Abram surrenders wholly to God on this matter. There have been times when I've meddled in things I should have left alone, and when confronted with God's immeasurable ability to sort things out, there's nothing I can do but surrender and submit. When we get even the tiniest glimpse of His awesome power, we see how puny our own efforts are. Abram sees this and falls at the feet of the Lord. "Abram fell facedown, and God said to him,  'As for Me, this is My covenant with you: You will be the father of many nations. No longer will you be called Abram; your name will be Abraham, for I have made you a father of many nations. I will make you very fruitful; I will make nations of you, and kings will come from you. I will establish My covenant as an everlasting covenant between Me and you and your descendants after you for the generations to come, to be your God and the God of your descendants after you. The whole land of Canaan, where you now reside as a foreigner, I will give as an everlasting possession to you and your descendants after you; and I will be their God.'" (Genesis 17:3-8)

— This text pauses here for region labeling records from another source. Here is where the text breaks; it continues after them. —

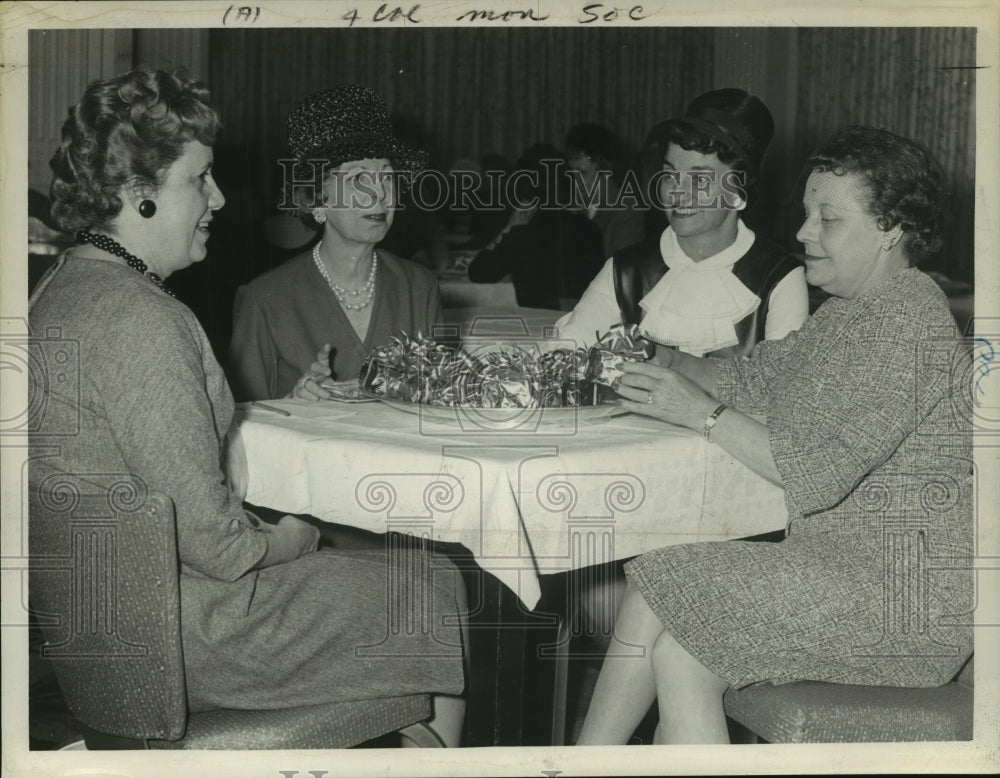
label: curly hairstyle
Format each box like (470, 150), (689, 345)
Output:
(805, 126), (943, 264)
(646, 88), (774, 199)
(49, 70), (220, 231)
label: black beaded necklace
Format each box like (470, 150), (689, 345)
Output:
(76, 230), (176, 297)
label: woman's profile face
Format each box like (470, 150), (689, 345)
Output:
(323, 159), (396, 244)
(142, 140), (226, 278)
(659, 143), (740, 237)
(795, 170), (900, 299)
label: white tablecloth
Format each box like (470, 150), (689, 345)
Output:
(238, 400), (787, 608)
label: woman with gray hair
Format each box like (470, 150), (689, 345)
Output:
(228, 85), (443, 400)
(29, 71), (464, 745)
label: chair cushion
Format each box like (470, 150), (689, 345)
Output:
(725, 681), (973, 743)
(149, 694), (431, 750)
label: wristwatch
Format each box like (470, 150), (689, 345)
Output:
(701, 403), (728, 441)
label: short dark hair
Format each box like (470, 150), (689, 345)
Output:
(646, 87), (774, 202)
(805, 126), (943, 264)
(49, 70), (220, 231)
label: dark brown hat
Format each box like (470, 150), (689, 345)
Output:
(647, 88), (774, 172)
(288, 84), (427, 173)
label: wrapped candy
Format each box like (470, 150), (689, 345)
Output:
(359, 326), (649, 409)
(587, 324), (654, 387)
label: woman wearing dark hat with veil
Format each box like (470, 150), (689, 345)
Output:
(29, 71), (465, 745)
(229, 85), (442, 400)
(557, 89), (809, 356)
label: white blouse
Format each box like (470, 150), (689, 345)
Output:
(552, 221), (809, 356)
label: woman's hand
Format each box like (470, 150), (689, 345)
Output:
(257, 516), (319, 567)
(291, 343), (333, 400)
(615, 362), (719, 431)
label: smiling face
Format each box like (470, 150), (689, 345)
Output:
(323, 159), (396, 245)
(795, 171), (909, 299)
(143, 140), (226, 278)
(659, 143), (739, 259)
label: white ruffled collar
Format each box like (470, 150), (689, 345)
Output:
(639, 221), (760, 355)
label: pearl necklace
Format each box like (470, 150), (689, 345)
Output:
(313, 241), (378, 311)
(76, 230), (177, 297)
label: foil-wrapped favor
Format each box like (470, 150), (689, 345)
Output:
(587, 324), (654, 387)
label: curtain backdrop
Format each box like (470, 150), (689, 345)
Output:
(29, 27), (976, 351)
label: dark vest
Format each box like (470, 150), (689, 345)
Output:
(613, 235), (801, 357)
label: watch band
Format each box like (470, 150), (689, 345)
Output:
(701, 403), (728, 441)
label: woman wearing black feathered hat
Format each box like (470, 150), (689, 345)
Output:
(228, 85), (442, 400)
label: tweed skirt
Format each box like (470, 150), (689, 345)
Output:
(183, 546), (464, 710)
(625, 533), (972, 688)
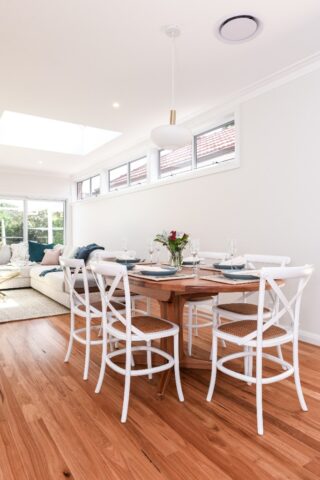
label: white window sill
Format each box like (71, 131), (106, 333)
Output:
(73, 157), (240, 204)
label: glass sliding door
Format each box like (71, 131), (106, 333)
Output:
(27, 200), (64, 244)
(0, 198), (24, 245)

Abram is going to end up with two sons: the one he obtained by human effort and the one obtained by a miracle of God. This is why the Lord says he will be a father of "nations". Originally the Lord promised He'd make a great nation come from him (Israel) but now that Abram has messed up the Lord mercifully blesses the other family line that will come from him. Ishmael's line will also be fruitful. The Lord changes his name from Abram (which means "exalted father") to Abraham (which means "father of many"). For all the years when he had no child, Abram must have found it sad and ironic that his name meant "exalted father". But now he is a father of one, and although it was not the Lord's will for him to obtain a son in this manner, the Lord isn't going to cut off Ishmael's line. It's not the fault of Ishmael, or of his mother Hagar, that they were used in an ill-advised plot. The Lord is still going to fulfill His promise of the son He intended to give Abram by miraculous means, so now He calls Abram "father of many". Abram will be the father of two sons and, through their offspring, will be the father of many peoples and nations.